Here, we will use LLM As a judge approach to evaluate RAG.

In [44]:
prompt2_template = """
You are an expert evaluator for a RAG system.
Your task is to analyze the relevance of the generated answer to the given question.
Based on the relevance of the generated answer, you will classify it
as "NON_RELEVANT", "PARTLY_RELEVANT", or "RELEVANT".

Here is the data for evaluation:

Question: {question}
Generated Answer: {answer_llm}

Please analyze the content and context of the generated answer in relation to the question
and provide your evaluation in parsable JSON without using code blocks:

{{
  "Relevance": "NON_RELEVANT" | "PARTLY_RELEVANT" | "RELEVANT",
  "Explanation": "[Provide a brief explanation for your evaluation]"
}}
""".strip()

In [40]:
len(ground_truth)

1035

In [45]:
# example of how prompt looks for one record

record = ground_truth[0]
question = record["question"]
answer_llm = rag(question)

prompt = prompt2_template.format(question=question, answer_llm=answer_llm)
print(prompt)

You are an expert evaluator for a RAG system.
Your task is to analyze the relevance of the generated answer to the given question.
Based on the relevance of the generated answer, you will classify it
as "NON_RELEVANT", "PARTLY_RELEVANT", or "RELEVANT".

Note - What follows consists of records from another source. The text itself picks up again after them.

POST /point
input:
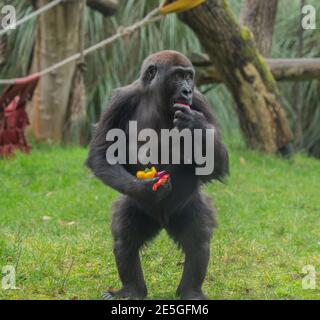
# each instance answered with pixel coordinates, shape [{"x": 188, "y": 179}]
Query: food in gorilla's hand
[
  {"x": 162, "y": 180},
  {"x": 151, "y": 174},
  {"x": 147, "y": 173}
]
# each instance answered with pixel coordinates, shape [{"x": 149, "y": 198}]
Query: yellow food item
[{"x": 147, "y": 173}]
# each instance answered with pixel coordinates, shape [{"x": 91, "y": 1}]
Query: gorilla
[{"x": 164, "y": 97}]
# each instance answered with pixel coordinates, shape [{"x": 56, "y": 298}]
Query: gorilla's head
[{"x": 169, "y": 77}]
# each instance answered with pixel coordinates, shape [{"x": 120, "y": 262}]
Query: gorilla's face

Here is the data for evaluation:

Question: What is the starting position for doing push-ups?
Generated Answer: The starting position for doing push-ups is to start in a high plank position with your hands under your shoulders.

Please analyze the content and context of the generated answer in relation to the question
and provide your evaluation in parsable JSON without using code blocks:

{
  "Relevance": "NON_RELEVANT" | "PARTLY_RELEVANT" | "RELEVANT",
  "Explanation": "[Provide a brief explanation for your evaluation]"
}


In [46]:
llm(prompt)

'{\n  "Relevance": "RELEVANT",\n  "Explanation": "The generated answer accurately describes the starting position for doing push-ups, which directly addresses the question asked."\n}'

In [47]:
import json

In [48]:
# smapling only 200 records

df_sample = df_question.sample(n=200, random_state=1)

In [49]:
samples = df_sample.to_dict(orient="records")

In [None]:
# evaluations = []

# for record in tqdm(samples):
#     question = record["question"]
#     answer_llm = rag(question)

#     prompt = prompt2_template.format(
#         question=question, 
#         answer_llm=answer_llm)

#     evaluation = llm(prompt)
#     evaluation = json.loads(evaluation)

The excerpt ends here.